The new study has shown that the hypertension rate among India’s young adults is unexpectedly higher than previously estimated, the study also found that the prevalence of high blood pressure is more than in Central and Eastern Europe which previously estimated to have the highest rate for young adults. Researchers from Harvard University led the study.
In the study, researchers found how the rate of diabetes and hypertension is varied in India by states — rural and urban areas — and by the sociodemographic characteristics like household wealth and education.
Hypertension and diabetes rates are high in India among middle-aged and older adults belongs to all sociodemographic groups and geographic measures.
The diabetes rate among women was 6.1% while it was 6.5% among men in all over the country.
The researchers found that there was 20% prevalence of hypertension among women and the rate of high blood pressure among men was 24.5%.
The study has shown a surprisingly high rate of hypertension among India’s young adults. The study also found that the prevalence of high blood pressure was 12.1% in the age group of 18-25 years.
The lead author of the study, Pascal Geldsetzer who is a doctoral student at Harvard T.H. Chan School of Public Health in Boston, Massachusetts, said, “Understanding how diabetes and hypertension prevalence varies within a country as large as India is essential for targeting of prevention, screening, and treatment services.”
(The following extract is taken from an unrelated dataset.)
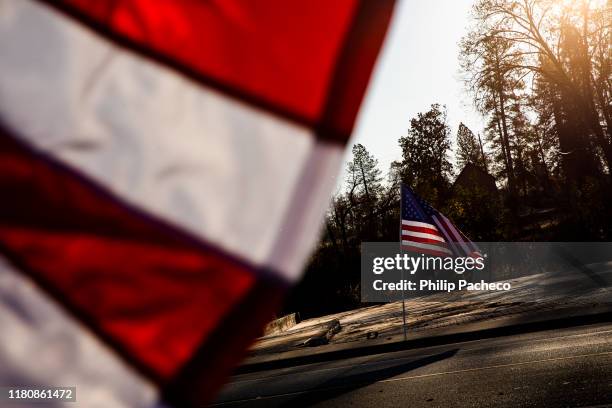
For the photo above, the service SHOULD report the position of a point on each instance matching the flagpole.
(403, 295)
The researchers examined a health data collected from 1.3 million adults from all over India between the year 2012 and 2014, and the health data also included blood pressure and plasma glucose measurements.
The study has shown the prevalence of hypertension and diabetes varied widely across states.
The study suggested that urban location and household wealth were highly associated with both — hypertension and diabetes — the prevalence of both the conditions among middle-aged adults living in the most impoverished households in rural locations was also high as the 5.9% middle-aged adults had diabetes while 30% middle-aged adults had hypertension.
Co-author of the study, Ashish Awasthi from the Indian Institute of Public Health, Gandhinagar, Gujarat, said, “Diagnosis of hypertension and diabetes is straightforward but mostly untapped due to lack of awareness and regular medical checkups.” The country which is home to over sixth of the world’s population is currently in the midst of an epidemiological transition.
The finding shows that the prevalence of non-communicable diseases has increased in recent decades which is likely to remain as India’s population ages and urbanizes.
Awasthi went on to say, “India needs to focus on these two silent killers as well as other non-communicable diseases to reduce the burden of preventable premature morbidity and mortality. If unchecked, we will see a lot more victims of these two diseases in next two decades.”